Is there a city you would like to inject a little »Of Atoms and Lines« into? Why?

If I have to pick just one, it would be San Francisco – the current art scene there is so fresh and non-restricted. There’s a lot of variety and different artists around, who experiment with geometry and mathematics.

Explain to us your point of view. How does your way of seeing & conceiving the world to others work?

I like to understand how the world works. I wouldn’t say I’m a smart person, otherwise I would have studied physics like the really smart people. (laughs) For me everything in the world is mass within space, even in a solid glass there’s space between the particles. Things just move in a subtle, small way. You can’t see that in the air for instance, but you see it in the sea.

I read many books on that topic and try to interpret what I can understand. This changes my way of looking at things. There’s visual movement in everything. The funny thing is that I hated physics in school, but a few years ago I started to read as much as possible about that topic. And now it follows me around in a way. Even when I’m doing sports, when using a roller ball, I can »see« the air moving around it. I’m in a constant state of wonderment.
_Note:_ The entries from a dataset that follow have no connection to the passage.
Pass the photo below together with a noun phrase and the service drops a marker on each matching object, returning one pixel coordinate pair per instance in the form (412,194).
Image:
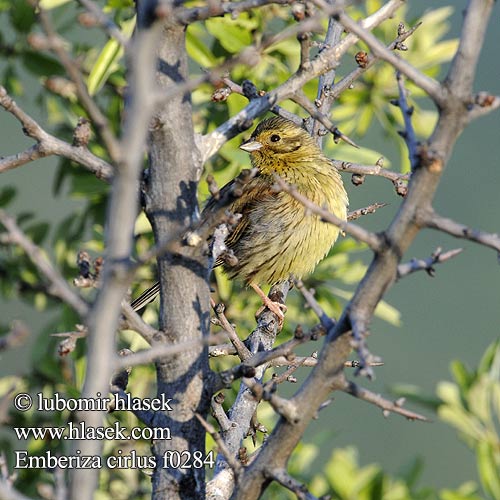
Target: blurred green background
(454,315)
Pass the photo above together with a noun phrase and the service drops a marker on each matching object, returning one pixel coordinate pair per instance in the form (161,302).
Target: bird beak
(251,145)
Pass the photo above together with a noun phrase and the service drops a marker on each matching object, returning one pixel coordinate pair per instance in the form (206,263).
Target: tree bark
(171,205)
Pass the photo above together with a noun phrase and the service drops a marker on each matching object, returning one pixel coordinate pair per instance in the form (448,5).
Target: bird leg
(276,307)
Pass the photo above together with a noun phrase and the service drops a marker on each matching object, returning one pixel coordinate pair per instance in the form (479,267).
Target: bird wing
(256,191)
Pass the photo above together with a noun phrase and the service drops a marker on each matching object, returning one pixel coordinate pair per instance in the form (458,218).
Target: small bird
(277,238)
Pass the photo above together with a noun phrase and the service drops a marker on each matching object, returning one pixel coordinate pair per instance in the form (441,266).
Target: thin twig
(428,84)
(58,286)
(238,344)
(221,445)
(360,212)
(98,118)
(299,489)
(377,400)
(409,132)
(427,265)
(104,21)
(48,145)
(449,226)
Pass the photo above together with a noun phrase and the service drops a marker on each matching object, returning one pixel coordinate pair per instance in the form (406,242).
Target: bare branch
(222,449)
(160,350)
(326,321)
(98,118)
(431,86)
(48,145)
(325,61)
(58,286)
(136,323)
(377,400)
(368,61)
(240,347)
(15,337)
(427,265)
(103,20)
(291,484)
(409,133)
(449,226)
(360,212)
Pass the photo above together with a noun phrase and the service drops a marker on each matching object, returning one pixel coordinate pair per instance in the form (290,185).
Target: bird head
(277,137)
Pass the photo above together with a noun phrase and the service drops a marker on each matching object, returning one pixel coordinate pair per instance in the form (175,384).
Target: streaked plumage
(276,237)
»Astrophysics for people in a hurry« by Neil DeGrasse Tyson
»Design as Art« by Bruno Munari
»Ways of Seeing« by John Berger

»Things just move in a subtle, small way. [...] There’s visual movement in everything

Were there certain events and / or people in your professional life that thoroughly changed you?
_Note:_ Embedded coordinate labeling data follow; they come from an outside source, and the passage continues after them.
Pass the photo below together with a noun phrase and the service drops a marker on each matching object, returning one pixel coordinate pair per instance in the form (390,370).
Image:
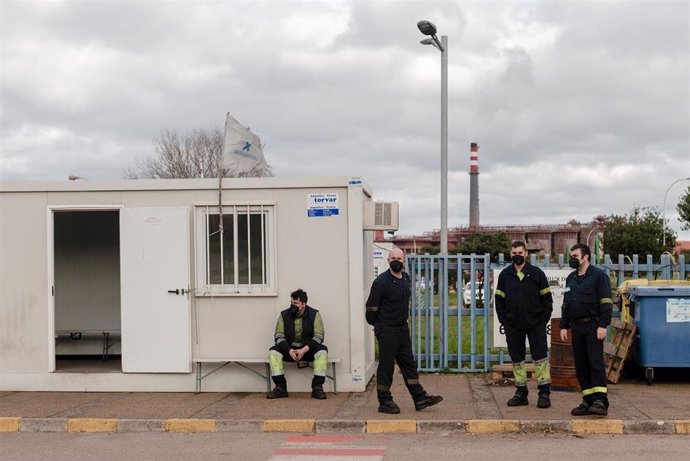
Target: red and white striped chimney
(474,185)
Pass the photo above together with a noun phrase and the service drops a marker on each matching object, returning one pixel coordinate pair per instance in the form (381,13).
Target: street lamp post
(429,29)
(664,206)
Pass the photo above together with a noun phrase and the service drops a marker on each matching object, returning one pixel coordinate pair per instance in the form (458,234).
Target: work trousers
(318,355)
(516,342)
(538,347)
(588,354)
(395,347)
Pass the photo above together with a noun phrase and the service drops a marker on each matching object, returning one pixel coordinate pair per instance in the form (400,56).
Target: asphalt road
(252,446)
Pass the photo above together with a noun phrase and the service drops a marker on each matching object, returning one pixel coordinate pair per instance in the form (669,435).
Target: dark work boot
(598,408)
(318,393)
(277,393)
(520,397)
(426,401)
(544,396)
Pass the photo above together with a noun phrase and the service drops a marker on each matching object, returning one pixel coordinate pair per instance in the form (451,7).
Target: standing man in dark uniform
(587,309)
(298,337)
(388,310)
(523,306)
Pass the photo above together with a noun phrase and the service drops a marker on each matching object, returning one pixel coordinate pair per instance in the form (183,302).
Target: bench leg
(198,377)
(268,377)
(335,386)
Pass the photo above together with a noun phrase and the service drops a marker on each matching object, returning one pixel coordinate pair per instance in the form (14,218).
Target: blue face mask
(518,260)
(396,266)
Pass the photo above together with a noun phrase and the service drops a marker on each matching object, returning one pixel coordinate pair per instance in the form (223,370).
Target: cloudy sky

My dad was the first person who empowered me. He is a creative person with a very uncreative job. But when I was three years old, he used to draw things on paper for me and I kept it in a little folder. Many years later there was my chemistry teacher who convinced me to not study Biology, Chemistry or Medicine, because she saw that I had a more artistic approach to the topic. She encouraged me to do something creative, so I went for architecture. Other than that I learned a lot from London.

How do you find balance between the online & offline world?

I don’t think that I do it really well. I often end up looking at people’s accounts. What I try is to restrict my Instagram usage to one hour a day, and I try to keep a rhythm of posting. I want to show some work every other day. This motivates me to create and it is nice to get some feedback.

Where do you see the future of »Of Atoms And Lines«?

I really would love to do more collaborations. Maybe animations, maybe installations? The spacial experience is one of my main interests. I would love to work on bigger scales.